Now, it’s true that on paper, such a cut would increase the federal deficit.
“But still, less money for the government is not the same as an economic cost,” Cowan writes. “Most versions of the plan, if executed properly on the details, would most likely boost economic output and create new jobs.”
And that would offset the deficit increase.
“The simplest way to think of an unfunded corporate tax cut is that the federal government has to borrow more money, say at rates in the range of 1 percent to 2 percent, while corporations have more money to invest,” he explains. “Estimates vary for the rate of return on private capital, but 5 percent to 10 percent is one plausible estimate. So in essence, society is borrowing money at 1 to 2 percent and may be receiving 5 to 10 percent in return. That is a net gain, not an economic cost.”
Writing in defense of Cowan’s essay, also for the Bloomberg news service, Noah Smith notes that corporate taxes are inefficient and regressive.
“Corporate taxation isn’t the greatest way of raising revenue,” says Smith. “When you tax a corporation, it’s not just the shareholders who pay.
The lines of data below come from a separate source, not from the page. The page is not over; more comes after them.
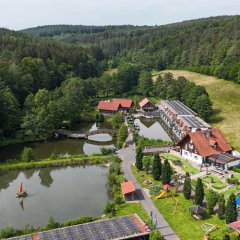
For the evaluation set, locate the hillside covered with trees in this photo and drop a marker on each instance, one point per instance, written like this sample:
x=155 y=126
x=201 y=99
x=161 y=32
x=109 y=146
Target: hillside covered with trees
x=209 y=46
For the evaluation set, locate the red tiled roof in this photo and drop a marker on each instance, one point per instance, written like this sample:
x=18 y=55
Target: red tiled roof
x=127 y=187
x=126 y=103
x=108 y=106
x=144 y=102
x=204 y=142
x=235 y=225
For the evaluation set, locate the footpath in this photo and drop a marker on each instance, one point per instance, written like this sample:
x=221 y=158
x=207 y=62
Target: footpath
x=128 y=158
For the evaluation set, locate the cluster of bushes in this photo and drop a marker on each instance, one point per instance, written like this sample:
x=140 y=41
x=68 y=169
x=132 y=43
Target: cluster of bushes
x=122 y=135
x=159 y=170
x=52 y=224
x=225 y=211
x=114 y=184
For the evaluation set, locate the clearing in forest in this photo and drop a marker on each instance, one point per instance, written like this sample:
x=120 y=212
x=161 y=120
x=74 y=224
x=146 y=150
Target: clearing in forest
x=225 y=96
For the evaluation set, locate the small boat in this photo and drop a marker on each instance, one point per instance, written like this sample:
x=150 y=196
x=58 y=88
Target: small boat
x=21 y=193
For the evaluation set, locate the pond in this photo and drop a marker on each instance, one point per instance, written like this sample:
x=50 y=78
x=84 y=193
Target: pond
x=151 y=128
x=64 y=193
x=63 y=146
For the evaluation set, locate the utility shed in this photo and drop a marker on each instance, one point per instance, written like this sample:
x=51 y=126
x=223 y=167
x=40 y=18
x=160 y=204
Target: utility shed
x=128 y=190
x=177 y=108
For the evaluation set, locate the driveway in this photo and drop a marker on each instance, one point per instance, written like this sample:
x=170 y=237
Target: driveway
x=128 y=158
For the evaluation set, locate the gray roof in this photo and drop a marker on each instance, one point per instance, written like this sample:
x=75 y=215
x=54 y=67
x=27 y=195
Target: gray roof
x=116 y=228
x=194 y=122
x=178 y=107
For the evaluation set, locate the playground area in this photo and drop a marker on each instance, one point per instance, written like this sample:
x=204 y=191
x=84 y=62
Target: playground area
x=176 y=210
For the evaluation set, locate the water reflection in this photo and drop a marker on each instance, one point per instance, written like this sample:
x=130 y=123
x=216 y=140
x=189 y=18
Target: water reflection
x=151 y=128
x=63 y=146
x=64 y=193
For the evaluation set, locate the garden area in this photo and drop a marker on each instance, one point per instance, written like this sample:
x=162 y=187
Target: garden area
x=185 y=165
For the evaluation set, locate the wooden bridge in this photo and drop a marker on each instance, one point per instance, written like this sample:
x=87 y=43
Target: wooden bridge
x=82 y=135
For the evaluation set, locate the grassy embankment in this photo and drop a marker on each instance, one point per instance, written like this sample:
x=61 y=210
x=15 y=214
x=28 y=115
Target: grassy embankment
x=226 y=102
x=190 y=229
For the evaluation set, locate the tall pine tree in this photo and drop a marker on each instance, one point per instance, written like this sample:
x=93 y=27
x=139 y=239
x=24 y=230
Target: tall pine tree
x=139 y=157
x=221 y=206
x=187 y=188
x=157 y=167
x=231 y=209
x=199 y=192
x=166 y=172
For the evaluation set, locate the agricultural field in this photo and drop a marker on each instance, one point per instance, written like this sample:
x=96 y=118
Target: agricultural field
x=226 y=102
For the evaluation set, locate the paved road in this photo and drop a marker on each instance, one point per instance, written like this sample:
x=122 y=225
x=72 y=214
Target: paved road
x=128 y=157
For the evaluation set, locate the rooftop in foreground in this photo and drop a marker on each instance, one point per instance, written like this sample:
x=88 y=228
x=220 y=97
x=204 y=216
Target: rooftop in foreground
x=116 y=228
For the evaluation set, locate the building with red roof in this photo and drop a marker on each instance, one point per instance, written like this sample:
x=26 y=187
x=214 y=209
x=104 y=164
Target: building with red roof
x=126 y=104
x=107 y=107
x=208 y=147
x=128 y=190
x=116 y=105
x=146 y=105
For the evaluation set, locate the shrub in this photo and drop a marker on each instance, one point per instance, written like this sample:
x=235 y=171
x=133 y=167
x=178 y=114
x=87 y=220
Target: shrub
x=109 y=208
x=52 y=223
x=7 y=232
x=199 y=193
x=233 y=180
x=78 y=221
x=212 y=198
x=117 y=120
x=27 y=155
x=157 y=167
x=187 y=188
x=106 y=151
x=122 y=135
x=231 y=209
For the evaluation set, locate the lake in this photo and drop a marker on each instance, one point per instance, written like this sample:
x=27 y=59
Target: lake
x=64 y=193
x=151 y=128
x=63 y=146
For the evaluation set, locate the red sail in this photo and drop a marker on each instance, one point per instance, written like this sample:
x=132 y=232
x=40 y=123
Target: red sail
x=20 y=188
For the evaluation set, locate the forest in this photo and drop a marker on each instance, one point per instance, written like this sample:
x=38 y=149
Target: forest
x=50 y=74
x=209 y=46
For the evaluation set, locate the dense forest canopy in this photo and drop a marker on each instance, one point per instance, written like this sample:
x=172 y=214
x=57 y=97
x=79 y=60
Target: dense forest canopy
x=50 y=74
x=209 y=46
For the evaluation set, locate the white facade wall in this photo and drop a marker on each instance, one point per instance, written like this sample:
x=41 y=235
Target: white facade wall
x=192 y=156
x=232 y=164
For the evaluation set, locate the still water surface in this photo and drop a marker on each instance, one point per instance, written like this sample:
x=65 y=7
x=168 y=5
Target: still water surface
x=64 y=193
x=63 y=146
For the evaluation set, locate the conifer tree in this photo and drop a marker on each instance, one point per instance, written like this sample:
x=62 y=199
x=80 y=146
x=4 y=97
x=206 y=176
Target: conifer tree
x=139 y=157
x=199 y=192
x=221 y=206
x=166 y=172
x=231 y=209
x=157 y=167
x=187 y=188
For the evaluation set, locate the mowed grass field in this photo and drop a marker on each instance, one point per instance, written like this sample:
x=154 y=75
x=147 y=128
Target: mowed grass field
x=225 y=96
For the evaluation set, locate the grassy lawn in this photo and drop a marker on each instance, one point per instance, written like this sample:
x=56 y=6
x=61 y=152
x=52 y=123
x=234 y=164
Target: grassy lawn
x=226 y=102
x=182 y=223
x=142 y=176
x=217 y=183
x=186 y=166
x=131 y=208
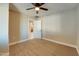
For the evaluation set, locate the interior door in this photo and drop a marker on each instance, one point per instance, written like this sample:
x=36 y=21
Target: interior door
x=37 y=29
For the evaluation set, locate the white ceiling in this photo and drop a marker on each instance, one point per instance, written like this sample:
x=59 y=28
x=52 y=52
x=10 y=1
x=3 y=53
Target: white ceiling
x=52 y=8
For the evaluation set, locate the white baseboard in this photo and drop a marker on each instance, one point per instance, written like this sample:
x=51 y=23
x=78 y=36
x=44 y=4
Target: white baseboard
x=13 y=43
x=70 y=45
x=4 y=54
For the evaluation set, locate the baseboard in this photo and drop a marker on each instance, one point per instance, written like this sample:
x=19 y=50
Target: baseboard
x=13 y=43
x=4 y=54
x=70 y=45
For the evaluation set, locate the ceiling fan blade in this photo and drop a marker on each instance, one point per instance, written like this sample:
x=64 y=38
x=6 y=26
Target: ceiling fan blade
x=44 y=8
x=37 y=4
x=37 y=12
x=29 y=8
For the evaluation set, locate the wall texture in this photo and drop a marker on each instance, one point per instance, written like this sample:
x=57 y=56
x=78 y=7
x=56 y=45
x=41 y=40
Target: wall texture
x=4 y=27
x=61 y=27
x=78 y=27
x=18 y=26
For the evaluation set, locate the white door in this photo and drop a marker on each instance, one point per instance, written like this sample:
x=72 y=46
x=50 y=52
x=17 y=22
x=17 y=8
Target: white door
x=37 y=29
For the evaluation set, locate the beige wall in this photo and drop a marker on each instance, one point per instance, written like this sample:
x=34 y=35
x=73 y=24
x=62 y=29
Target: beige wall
x=4 y=28
x=14 y=26
x=18 y=26
x=61 y=27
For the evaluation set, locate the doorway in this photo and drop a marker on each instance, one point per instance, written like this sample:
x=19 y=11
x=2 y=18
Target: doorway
x=35 y=29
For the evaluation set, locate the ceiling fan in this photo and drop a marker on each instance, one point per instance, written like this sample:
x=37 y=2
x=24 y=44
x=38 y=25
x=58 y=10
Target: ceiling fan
x=37 y=7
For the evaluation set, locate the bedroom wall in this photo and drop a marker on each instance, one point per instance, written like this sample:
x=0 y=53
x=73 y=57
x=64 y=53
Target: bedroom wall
x=77 y=28
x=61 y=27
x=4 y=27
x=18 y=28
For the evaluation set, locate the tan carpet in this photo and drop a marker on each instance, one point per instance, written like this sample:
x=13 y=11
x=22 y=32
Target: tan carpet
x=37 y=47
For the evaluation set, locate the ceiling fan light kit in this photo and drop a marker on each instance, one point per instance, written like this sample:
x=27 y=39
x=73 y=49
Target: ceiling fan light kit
x=37 y=7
Prices for customers go up to some degree, and take-home wages for employees - both at the top and the bottom of the pay scale - go down.”
And high corporate taxes reduce the amount of money companies can invest in expansion.
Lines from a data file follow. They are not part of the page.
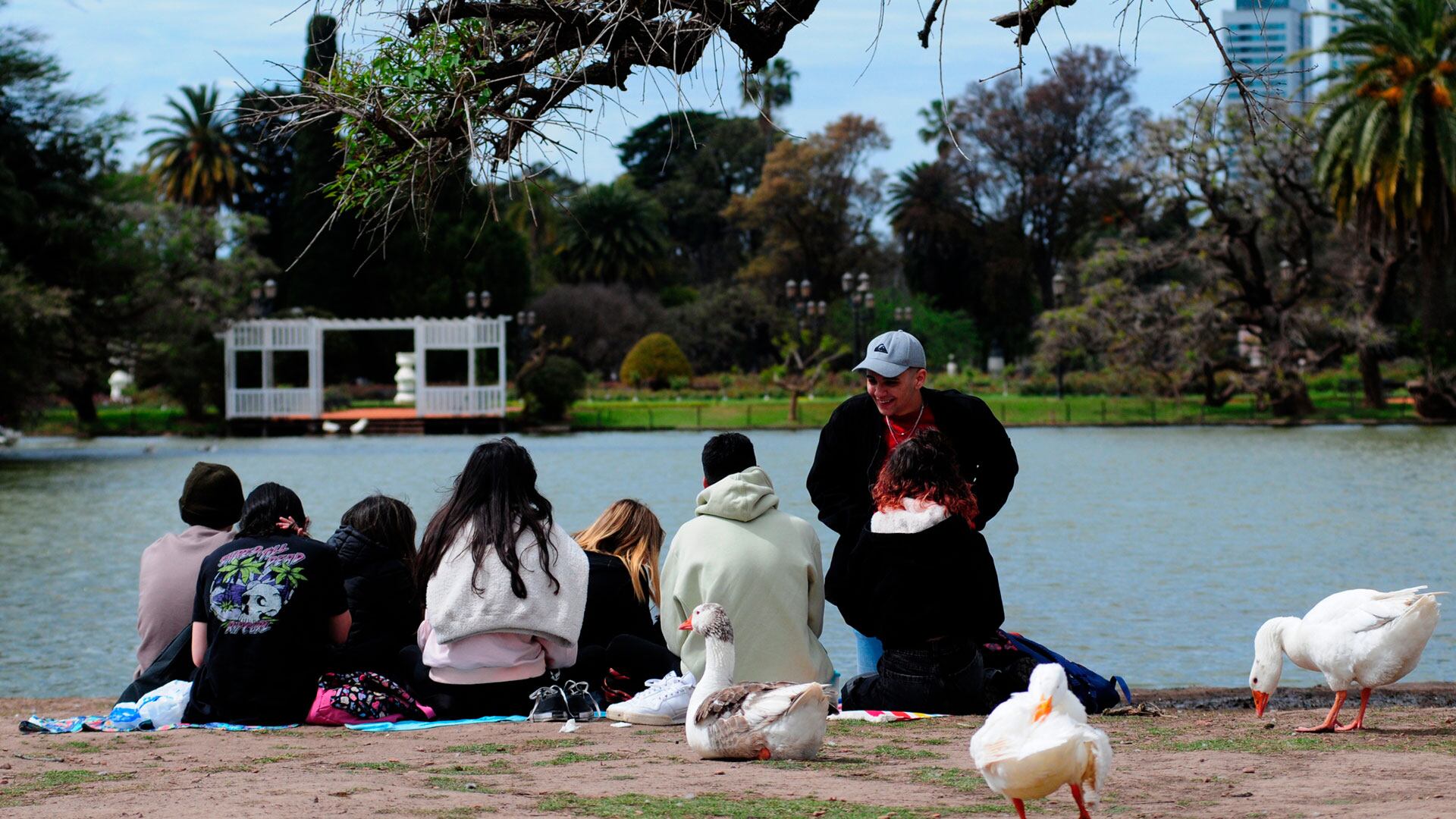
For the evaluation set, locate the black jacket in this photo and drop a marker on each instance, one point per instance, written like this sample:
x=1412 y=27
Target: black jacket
x=382 y=601
x=852 y=447
x=612 y=607
x=910 y=588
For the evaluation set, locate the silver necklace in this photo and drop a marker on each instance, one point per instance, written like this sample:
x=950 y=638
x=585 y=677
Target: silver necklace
x=913 y=428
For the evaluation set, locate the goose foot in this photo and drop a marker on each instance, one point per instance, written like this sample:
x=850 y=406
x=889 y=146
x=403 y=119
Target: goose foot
x=1331 y=719
x=1359 y=723
x=1082 y=808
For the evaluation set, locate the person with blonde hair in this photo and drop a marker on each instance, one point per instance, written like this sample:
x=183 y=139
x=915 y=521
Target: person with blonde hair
x=622 y=588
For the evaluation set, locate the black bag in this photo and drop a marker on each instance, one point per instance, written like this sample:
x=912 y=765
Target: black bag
x=175 y=662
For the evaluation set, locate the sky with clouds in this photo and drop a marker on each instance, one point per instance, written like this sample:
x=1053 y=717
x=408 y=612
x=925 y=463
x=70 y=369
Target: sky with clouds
x=852 y=55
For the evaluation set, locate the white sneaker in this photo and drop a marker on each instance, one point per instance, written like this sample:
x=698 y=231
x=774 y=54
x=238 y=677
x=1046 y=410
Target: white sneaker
x=661 y=703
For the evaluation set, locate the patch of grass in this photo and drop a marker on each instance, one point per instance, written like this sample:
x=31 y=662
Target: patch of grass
x=226 y=768
x=715 y=805
x=571 y=758
x=375 y=765
x=52 y=783
x=457 y=783
x=554 y=744
x=481 y=748
x=80 y=746
x=900 y=752
x=957 y=779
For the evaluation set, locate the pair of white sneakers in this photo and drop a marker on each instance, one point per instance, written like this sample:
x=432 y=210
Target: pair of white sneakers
x=661 y=703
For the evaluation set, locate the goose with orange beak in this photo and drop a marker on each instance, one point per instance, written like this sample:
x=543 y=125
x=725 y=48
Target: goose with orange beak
x=1357 y=639
x=750 y=720
x=1038 y=741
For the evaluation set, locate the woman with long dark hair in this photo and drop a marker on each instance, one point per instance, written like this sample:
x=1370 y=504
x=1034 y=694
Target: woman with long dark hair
x=376 y=547
x=506 y=589
x=924 y=583
x=268 y=604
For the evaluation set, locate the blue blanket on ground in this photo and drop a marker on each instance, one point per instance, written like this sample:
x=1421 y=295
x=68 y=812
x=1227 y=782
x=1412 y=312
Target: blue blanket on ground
x=104 y=723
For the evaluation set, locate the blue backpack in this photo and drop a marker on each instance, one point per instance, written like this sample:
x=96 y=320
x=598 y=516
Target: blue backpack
x=1095 y=691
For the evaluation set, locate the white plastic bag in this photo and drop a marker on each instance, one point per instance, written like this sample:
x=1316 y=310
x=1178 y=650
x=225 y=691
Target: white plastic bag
x=165 y=706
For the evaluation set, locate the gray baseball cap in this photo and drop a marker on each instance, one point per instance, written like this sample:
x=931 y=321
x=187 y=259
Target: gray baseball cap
x=893 y=353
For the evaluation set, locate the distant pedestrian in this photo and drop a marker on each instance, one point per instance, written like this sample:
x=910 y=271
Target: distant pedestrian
x=865 y=428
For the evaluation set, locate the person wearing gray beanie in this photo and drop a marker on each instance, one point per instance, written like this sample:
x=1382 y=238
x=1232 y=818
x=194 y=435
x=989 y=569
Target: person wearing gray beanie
x=210 y=504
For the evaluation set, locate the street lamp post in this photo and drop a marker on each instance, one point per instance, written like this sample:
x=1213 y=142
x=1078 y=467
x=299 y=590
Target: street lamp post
x=861 y=300
x=1059 y=289
x=525 y=321
x=476 y=305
“There is plenty of evidence that corporate tax cuts can raise investment levels,” Smith adds. “A 2009 paper by economists Simeon Djankov, Tim Ganser, Caralee McLiesh, Rita Ramalho, and Andrei Shleifer found that lower corporate taxes are correlated with more investment. And when Canada cut taxes for some kinds of companies but not for others in the early 2000s, the companies that got tax cuts invested more. A number of other studies find similar results. So in this climate of low investment, the U.S. should try corporate tax cuts as one method of getting businesses to spend more.”
Democrats, of course, will oppose corporate tax cuts, because in the age of Sen. Bernie Sanders’ socialism-lite, corporations are the bad guys.
But cutting the corporate tax rate isn’t about rewarding greed. It’s about freeing the country’s economy to grow and prosper.
Congress should make a corporate tax cut the centerpiece of its tax reform package.